Reparations Committee chair calls for hotel name change

By EARYEL BOWLEG

Tribune Staff Reporter

ebowleg@tribunemedia.net

MANY welcomed the reopening of the British Colonial Hotel on Monday, but some, including the Bahamas National Reparations Committee chair Dr Niambi Hall Campbell-Dean, believe the hotel should have dropped its name.

“I think that if they were to take stock of what is happening not only regionally, if we look at the example of Barbados becoming a republic, but around the world, a lot of persons are recognising the tremendous harms that colonisation implored not just in this region but worldwide,” she told The Tribune yesterday.

“Even King Charles, you know, has made statements of regret regarding some of those colonial practices so I think that we’re at the stage where you can have nostalgia for a time gone without connecting that nostalgia to the crimes and sins of colonisation.”

Reader poll

Do you think the British Colonial Hotel should change its name?

  • Yes 13%
  • No 87%

54 total votes.

X

Removal of colonial names and references has happened worldwide in recent times.

Local discourse about colonial symbolism exploded last year when a man used a sledgehammer to damage the right leg of a Christopher Columbus statue outside Government House. Before that, thousands signed a petition to remove the statue. 

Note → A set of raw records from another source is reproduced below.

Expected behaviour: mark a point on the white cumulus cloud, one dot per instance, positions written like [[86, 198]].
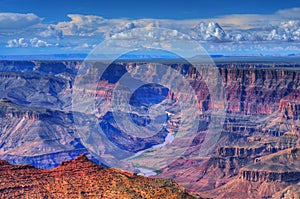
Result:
[[23, 43]]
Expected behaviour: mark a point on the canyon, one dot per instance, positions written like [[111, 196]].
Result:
[[256, 154]]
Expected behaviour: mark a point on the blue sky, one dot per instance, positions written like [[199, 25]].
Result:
[[77, 26], [56, 10]]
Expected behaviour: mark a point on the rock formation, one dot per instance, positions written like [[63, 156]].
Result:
[[82, 178]]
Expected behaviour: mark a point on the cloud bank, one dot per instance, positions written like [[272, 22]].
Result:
[[83, 32]]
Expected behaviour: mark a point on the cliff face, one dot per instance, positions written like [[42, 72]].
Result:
[[258, 91], [37, 125], [269, 176], [81, 178]]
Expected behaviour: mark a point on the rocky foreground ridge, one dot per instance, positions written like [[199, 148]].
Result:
[[257, 155], [82, 178]]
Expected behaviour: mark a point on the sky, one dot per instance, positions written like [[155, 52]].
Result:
[[221, 27]]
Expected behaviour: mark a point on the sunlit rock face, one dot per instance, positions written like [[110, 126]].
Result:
[[262, 120]]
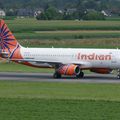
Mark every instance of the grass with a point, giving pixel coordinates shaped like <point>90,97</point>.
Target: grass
<point>68,35</point>
<point>59,101</point>
<point>78,43</point>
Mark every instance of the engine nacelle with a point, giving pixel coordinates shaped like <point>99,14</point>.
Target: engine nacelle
<point>101,70</point>
<point>4,55</point>
<point>69,70</point>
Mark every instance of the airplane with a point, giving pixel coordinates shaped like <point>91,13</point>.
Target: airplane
<point>65,61</point>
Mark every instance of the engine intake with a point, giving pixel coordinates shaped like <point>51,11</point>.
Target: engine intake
<point>69,69</point>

The government recently put a Christmas tree where the statue used to be.

Dr Campbell Dean noted the continued presence of a Woodes Rogers statue in front of the British Colonial Hotel, which reopened on Monday after a nearly two-year closure and a $50m renovation project.

“I mean more than our recognition of the names of private companies, I’m more interested in removing all symbols of colonialism from our local spaces like the statue of Woodes Rogers,” she said.

“At the end of the day, I think that it is, you know, the corporation is going to do what’s in the best interest of themselves, not necessarily the best interest of the people, but maybe they will find that having that tie is not in their best interest as the world generally moves toward the ratification of what colonialism is.”

During his speech at the Hilton’s opening on Monday, Prime Minister Philip “Brave” Davis argued the hotel’s name has taken on new meaning.

“There is no doubt an irony in the fact that, as we celebrate 50 years of Independence, we are also celebrating the reopening of the British Colonial Hotel,” he said. “The meaning within the imperial legacy of that name has changed. It now signals the grand tradition of what tourism was automatically once assumed to be: travel to unknown places, in the hope of pursuing adventure, luxury, style, and comfort.”